The coffee market soared to multi-year highs in February, with the then most-active second-month arabica contract hitting a 10-year peak at $1.7190/lb, as investors took money out of struggling stock markets and poured it into soft commodities.

By early March, robusta futures trading on Liffe climbed to a 12-1/2-year high at $2,815 a tonne.

Arabica coffee is typically used in premium coffees while robusta is either blended with arabica beans for a lower-cost brewed coffee or processed into instant coffee.

Expensive energy
Key factors expected to drive the coffee market included rising energy prices and the state of the world’s economy, poll results showed.

“As index funds take in their profits from the other investments, they will probably turn towards coffee and ethanol for new gains, especially if the Brazilian flowering indicates a smaller than expected yield for the (2009/2010) crop,” said Christian Wolthers, of Wolthers America Inc. in Fort Lauderdale, Florida.

Global production for the 2008/09 crop year was pegged at a median of 138.25 million 60-kg bags. World consumption for 2007/08 was projected at 125 million bags and for 2008/09 at 128 million.

The International Coffee Organization has estimated 2008/09 world coffee production around 128 million bags, and revised its 2007/08 estimate at 118.2 million bags.

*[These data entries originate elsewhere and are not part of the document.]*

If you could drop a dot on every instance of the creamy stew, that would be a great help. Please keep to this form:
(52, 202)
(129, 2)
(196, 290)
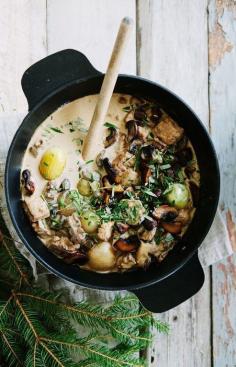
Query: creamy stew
(128, 206)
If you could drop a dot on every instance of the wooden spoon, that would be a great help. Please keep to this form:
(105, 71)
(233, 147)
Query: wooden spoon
(94, 140)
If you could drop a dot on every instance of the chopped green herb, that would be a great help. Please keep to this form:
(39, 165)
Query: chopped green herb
(110, 126)
(128, 108)
(165, 166)
(138, 158)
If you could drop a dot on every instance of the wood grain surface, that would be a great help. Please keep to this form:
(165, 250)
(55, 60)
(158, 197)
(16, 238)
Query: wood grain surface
(188, 46)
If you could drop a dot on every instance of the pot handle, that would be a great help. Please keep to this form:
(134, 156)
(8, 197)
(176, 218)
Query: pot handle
(173, 290)
(53, 71)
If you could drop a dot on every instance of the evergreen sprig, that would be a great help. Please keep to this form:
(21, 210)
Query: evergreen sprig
(38, 329)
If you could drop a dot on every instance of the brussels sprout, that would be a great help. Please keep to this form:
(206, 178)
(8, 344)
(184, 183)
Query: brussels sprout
(90, 221)
(52, 163)
(102, 257)
(178, 195)
(84, 187)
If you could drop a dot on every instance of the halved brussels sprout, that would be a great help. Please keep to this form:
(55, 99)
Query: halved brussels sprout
(133, 211)
(84, 187)
(178, 195)
(52, 163)
(90, 221)
(102, 257)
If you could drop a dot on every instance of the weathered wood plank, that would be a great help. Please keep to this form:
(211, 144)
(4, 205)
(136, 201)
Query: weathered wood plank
(222, 59)
(22, 42)
(90, 27)
(172, 50)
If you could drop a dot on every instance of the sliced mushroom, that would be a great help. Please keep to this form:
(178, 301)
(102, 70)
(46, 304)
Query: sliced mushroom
(173, 228)
(147, 152)
(140, 115)
(155, 117)
(70, 257)
(165, 212)
(149, 223)
(111, 138)
(181, 144)
(99, 159)
(109, 187)
(112, 174)
(106, 197)
(134, 146)
(184, 216)
(127, 245)
(195, 192)
(122, 227)
(147, 235)
(184, 156)
(132, 128)
(28, 184)
(65, 185)
(105, 231)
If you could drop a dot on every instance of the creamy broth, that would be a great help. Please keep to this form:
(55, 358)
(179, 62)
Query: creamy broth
(66, 129)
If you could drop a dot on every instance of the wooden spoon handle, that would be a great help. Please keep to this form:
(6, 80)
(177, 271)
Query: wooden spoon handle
(93, 143)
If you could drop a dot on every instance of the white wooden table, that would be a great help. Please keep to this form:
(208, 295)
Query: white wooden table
(188, 46)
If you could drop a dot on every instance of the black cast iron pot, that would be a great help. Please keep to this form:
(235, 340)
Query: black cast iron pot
(66, 76)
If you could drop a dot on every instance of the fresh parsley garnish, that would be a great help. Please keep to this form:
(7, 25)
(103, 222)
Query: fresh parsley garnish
(56, 129)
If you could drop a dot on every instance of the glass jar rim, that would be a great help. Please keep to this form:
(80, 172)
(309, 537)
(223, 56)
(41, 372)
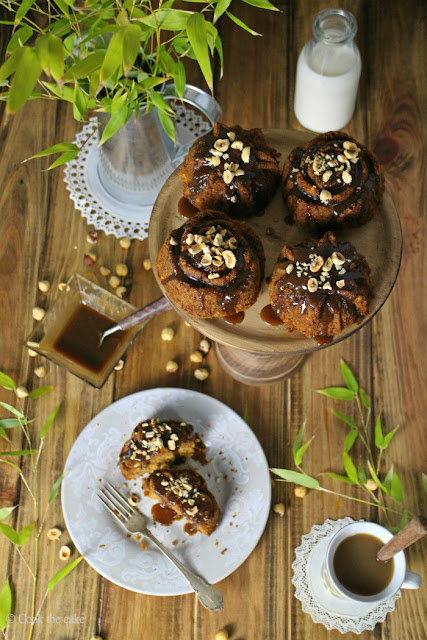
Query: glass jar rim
(346, 21)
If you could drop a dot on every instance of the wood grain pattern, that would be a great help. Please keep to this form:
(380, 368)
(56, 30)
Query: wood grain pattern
(43, 237)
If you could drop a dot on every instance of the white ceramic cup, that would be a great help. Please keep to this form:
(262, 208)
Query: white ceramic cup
(402, 579)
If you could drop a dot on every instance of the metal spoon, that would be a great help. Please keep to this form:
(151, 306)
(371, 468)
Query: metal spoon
(146, 313)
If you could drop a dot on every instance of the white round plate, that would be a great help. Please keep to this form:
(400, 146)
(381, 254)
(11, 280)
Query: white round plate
(237, 474)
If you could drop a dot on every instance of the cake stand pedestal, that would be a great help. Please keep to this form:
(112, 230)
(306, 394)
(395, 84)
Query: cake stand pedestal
(256, 368)
(254, 352)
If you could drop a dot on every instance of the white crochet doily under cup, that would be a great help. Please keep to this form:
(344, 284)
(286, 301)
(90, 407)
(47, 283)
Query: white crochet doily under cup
(317, 600)
(90, 198)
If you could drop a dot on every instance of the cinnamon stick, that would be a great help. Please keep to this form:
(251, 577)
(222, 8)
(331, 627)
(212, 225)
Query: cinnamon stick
(413, 531)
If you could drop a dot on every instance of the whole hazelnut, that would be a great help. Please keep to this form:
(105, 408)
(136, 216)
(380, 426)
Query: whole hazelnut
(121, 269)
(38, 313)
(172, 366)
(167, 334)
(44, 286)
(204, 346)
(114, 282)
(279, 509)
(125, 243)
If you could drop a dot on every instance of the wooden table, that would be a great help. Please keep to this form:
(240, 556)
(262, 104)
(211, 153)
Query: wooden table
(42, 237)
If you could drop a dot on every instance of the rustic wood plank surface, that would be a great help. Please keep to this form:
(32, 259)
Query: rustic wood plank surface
(43, 237)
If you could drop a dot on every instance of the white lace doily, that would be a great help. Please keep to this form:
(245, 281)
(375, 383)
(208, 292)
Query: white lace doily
(323, 606)
(100, 209)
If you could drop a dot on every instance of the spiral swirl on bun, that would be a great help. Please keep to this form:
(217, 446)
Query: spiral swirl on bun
(212, 265)
(332, 181)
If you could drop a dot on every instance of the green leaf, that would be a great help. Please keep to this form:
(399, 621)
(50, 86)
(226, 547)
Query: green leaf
(66, 157)
(364, 398)
(338, 393)
(345, 418)
(117, 120)
(197, 32)
(113, 57)
(221, 8)
(349, 467)
(10, 533)
(362, 474)
(86, 66)
(298, 440)
(179, 78)
(6, 382)
(21, 452)
(337, 476)
(241, 24)
(168, 19)
(24, 80)
(6, 511)
(19, 38)
(218, 47)
(11, 64)
(40, 391)
(376, 478)
(167, 124)
(348, 377)
(378, 434)
(56, 148)
(298, 478)
(131, 46)
(350, 439)
(56, 57)
(394, 485)
(23, 10)
(11, 409)
(25, 534)
(387, 438)
(49, 421)
(55, 488)
(63, 572)
(261, 4)
(160, 102)
(9, 423)
(5, 604)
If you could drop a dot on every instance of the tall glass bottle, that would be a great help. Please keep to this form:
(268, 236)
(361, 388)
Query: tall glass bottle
(328, 73)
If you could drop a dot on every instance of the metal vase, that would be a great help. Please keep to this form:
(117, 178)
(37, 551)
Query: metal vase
(136, 161)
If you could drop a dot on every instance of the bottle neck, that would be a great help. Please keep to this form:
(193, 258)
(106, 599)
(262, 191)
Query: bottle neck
(334, 27)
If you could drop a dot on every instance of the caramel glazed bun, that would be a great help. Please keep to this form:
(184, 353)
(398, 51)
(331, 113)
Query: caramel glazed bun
(212, 265)
(333, 181)
(232, 170)
(319, 288)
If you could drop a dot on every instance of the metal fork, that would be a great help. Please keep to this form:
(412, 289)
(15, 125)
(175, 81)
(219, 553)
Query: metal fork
(135, 522)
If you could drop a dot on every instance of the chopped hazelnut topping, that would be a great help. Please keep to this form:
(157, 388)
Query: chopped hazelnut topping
(312, 285)
(325, 195)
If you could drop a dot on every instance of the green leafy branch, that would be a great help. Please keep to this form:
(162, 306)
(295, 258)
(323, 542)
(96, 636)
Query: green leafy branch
(113, 56)
(366, 473)
(32, 531)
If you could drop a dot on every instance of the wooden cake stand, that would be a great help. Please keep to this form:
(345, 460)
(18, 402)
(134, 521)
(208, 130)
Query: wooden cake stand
(253, 351)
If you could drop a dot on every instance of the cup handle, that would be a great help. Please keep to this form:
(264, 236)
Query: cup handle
(411, 581)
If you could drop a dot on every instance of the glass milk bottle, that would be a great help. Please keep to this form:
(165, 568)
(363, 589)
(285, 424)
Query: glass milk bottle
(328, 73)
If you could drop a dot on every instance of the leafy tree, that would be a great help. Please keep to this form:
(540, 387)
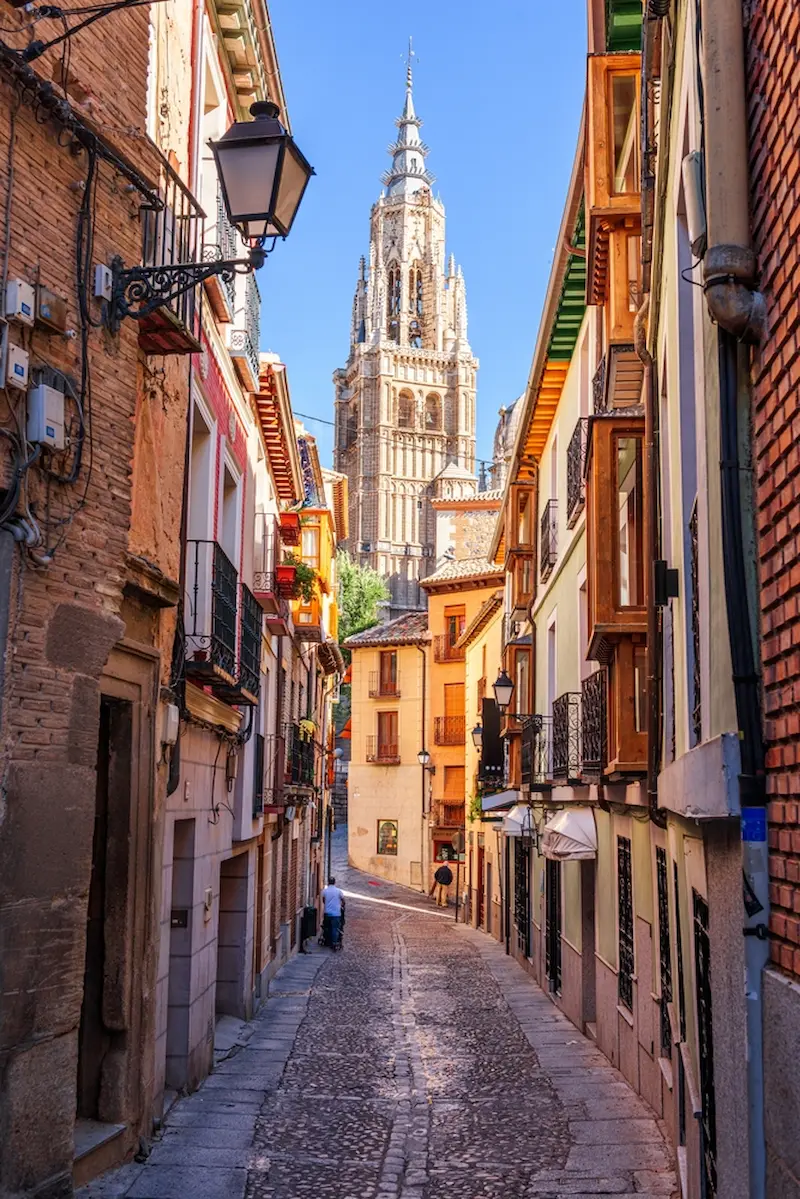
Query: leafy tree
(362, 591)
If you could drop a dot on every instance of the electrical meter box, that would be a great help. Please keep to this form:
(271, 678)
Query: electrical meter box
(16, 367)
(20, 301)
(46, 416)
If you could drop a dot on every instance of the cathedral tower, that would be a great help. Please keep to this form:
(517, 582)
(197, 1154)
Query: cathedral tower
(405, 399)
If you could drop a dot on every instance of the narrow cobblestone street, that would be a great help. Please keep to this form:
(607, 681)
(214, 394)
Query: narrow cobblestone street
(420, 1062)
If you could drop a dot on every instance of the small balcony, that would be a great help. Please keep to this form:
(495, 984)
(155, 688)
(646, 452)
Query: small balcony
(383, 688)
(536, 767)
(245, 688)
(566, 737)
(450, 730)
(301, 760)
(221, 241)
(576, 462)
(522, 586)
(383, 752)
(450, 814)
(593, 725)
(244, 333)
(211, 603)
(618, 379)
(170, 236)
(445, 651)
(548, 540)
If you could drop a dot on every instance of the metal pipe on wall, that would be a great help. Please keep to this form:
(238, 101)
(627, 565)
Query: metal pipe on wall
(729, 272)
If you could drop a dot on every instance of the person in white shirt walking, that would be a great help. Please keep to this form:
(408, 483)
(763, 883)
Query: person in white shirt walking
(334, 910)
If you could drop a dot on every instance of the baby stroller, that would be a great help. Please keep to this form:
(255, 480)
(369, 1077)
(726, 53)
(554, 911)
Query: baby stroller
(325, 934)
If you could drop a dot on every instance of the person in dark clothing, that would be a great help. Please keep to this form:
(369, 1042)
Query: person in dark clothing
(441, 880)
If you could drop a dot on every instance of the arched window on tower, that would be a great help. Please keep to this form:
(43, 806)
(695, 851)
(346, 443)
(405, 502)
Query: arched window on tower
(415, 306)
(432, 413)
(405, 410)
(394, 301)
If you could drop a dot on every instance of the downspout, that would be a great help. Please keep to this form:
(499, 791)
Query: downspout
(422, 812)
(729, 279)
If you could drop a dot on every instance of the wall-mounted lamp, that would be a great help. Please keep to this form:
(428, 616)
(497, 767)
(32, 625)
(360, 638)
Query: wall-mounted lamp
(263, 176)
(503, 688)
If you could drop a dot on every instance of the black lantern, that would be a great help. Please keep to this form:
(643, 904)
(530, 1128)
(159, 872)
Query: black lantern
(263, 174)
(503, 690)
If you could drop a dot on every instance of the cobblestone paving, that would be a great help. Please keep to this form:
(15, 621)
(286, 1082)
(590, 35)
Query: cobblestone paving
(417, 1064)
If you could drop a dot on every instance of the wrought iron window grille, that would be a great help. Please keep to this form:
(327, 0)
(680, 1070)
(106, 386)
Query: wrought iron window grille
(566, 737)
(593, 725)
(548, 540)
(665, 953)
(576, 459)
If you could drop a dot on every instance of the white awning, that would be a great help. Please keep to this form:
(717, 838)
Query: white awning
(570, 836)
(518, 821)
(501, 800)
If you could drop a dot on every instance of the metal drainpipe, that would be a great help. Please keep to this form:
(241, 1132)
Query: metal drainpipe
(422, 814)
(729, 272)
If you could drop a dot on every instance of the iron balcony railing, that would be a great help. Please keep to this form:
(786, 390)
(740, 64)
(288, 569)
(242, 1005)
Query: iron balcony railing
(172, 236)
(211, 627)
(383, 688)
(222, 242)
(537, 752)
(449, 730)
(548, 540)
(445, 651)
(593, 724)
(384, 752)
(566, 737)
(576, 461)
(301, 758)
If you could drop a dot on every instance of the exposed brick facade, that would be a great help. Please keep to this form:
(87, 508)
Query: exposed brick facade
(774, 86)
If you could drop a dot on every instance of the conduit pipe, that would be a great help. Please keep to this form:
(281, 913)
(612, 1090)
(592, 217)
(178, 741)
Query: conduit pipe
(729, 271)
(729, 265)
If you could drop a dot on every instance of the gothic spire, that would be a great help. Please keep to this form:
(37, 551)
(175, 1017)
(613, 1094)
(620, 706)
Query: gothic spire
(408, 173)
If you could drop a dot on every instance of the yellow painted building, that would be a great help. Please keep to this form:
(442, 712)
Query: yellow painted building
(456, 595)
(389, 790)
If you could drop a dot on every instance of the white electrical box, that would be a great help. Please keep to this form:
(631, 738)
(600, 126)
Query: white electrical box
(20, 301)
(46, 416)
(16, 367)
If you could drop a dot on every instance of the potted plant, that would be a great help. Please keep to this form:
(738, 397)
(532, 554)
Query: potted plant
(305, 578)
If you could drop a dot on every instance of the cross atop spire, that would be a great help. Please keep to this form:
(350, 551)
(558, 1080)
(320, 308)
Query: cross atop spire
(408, 173)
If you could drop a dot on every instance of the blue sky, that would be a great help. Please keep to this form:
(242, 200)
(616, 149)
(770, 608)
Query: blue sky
(499, 89)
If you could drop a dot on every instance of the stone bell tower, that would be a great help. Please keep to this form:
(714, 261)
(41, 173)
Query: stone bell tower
(405, 399)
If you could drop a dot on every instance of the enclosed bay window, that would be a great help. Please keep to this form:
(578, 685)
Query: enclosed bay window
(630, 531)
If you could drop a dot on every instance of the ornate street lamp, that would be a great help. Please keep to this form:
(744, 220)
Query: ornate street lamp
(263, 178)
(263, 174)
(503, 690)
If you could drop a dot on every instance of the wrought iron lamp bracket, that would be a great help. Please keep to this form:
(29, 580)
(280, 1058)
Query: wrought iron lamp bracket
(138, 290)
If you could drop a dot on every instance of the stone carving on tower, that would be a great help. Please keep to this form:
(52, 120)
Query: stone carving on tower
(405, 399)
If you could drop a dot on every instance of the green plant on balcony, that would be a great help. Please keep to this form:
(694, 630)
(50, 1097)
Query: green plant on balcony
(305, 578)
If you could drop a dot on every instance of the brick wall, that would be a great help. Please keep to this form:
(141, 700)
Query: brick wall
(64, 616)
(774, 86)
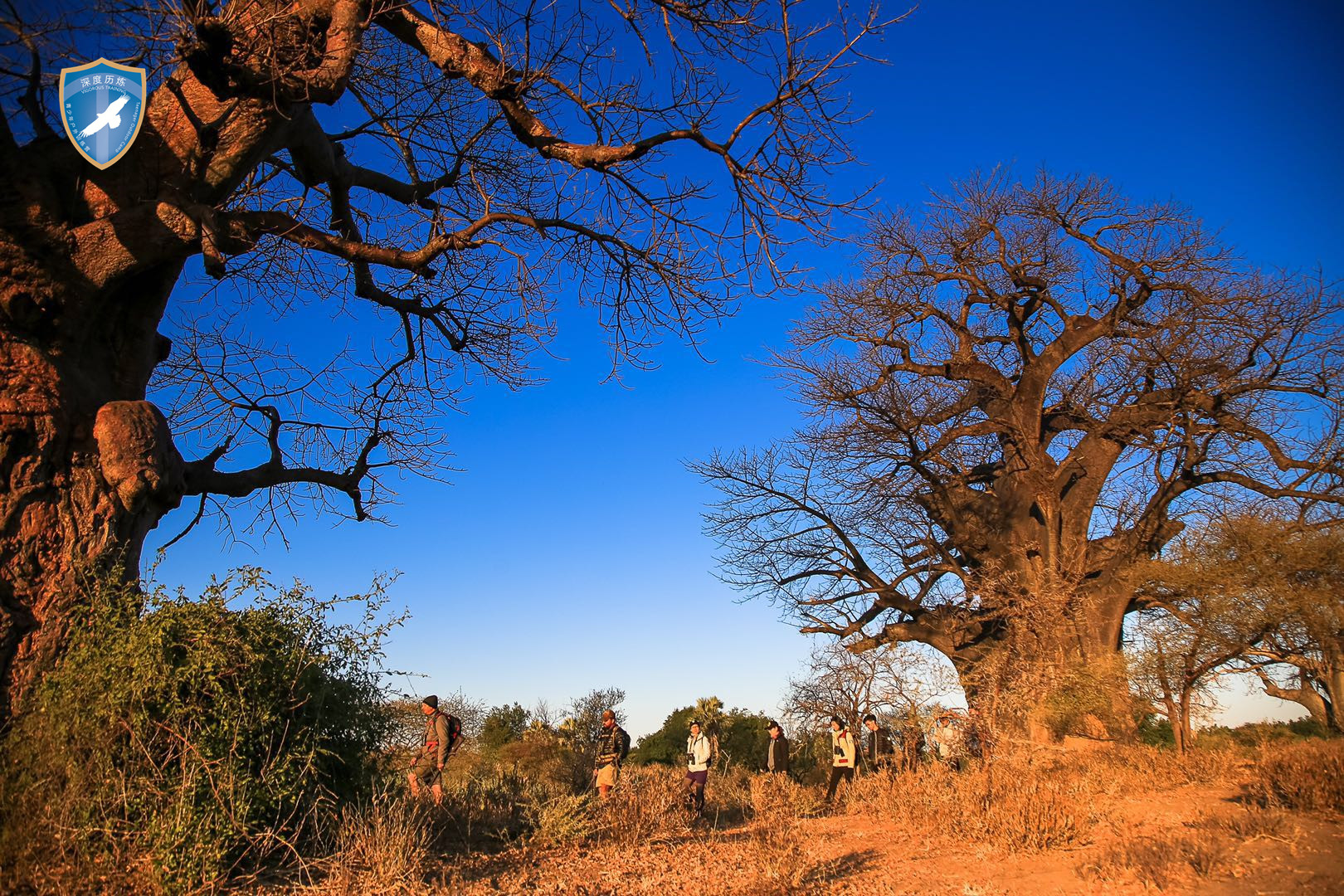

In top coffee producer Brazil, the median estimate put the 2008/09 crop at 51 million bags, higher than the government’s recent forecast at 45.5 million bags and up from the 33.7 million bags in 2007/08.

The median projection for Vietnam’s 2008/09 robusta crop was 21.5 million bags, with estimates in a tight range from 19 million to 22.5 million

the time) Most times buy cialis online Research Institute from the USA in 1998. Based on this.

. The harvest is due to start in October.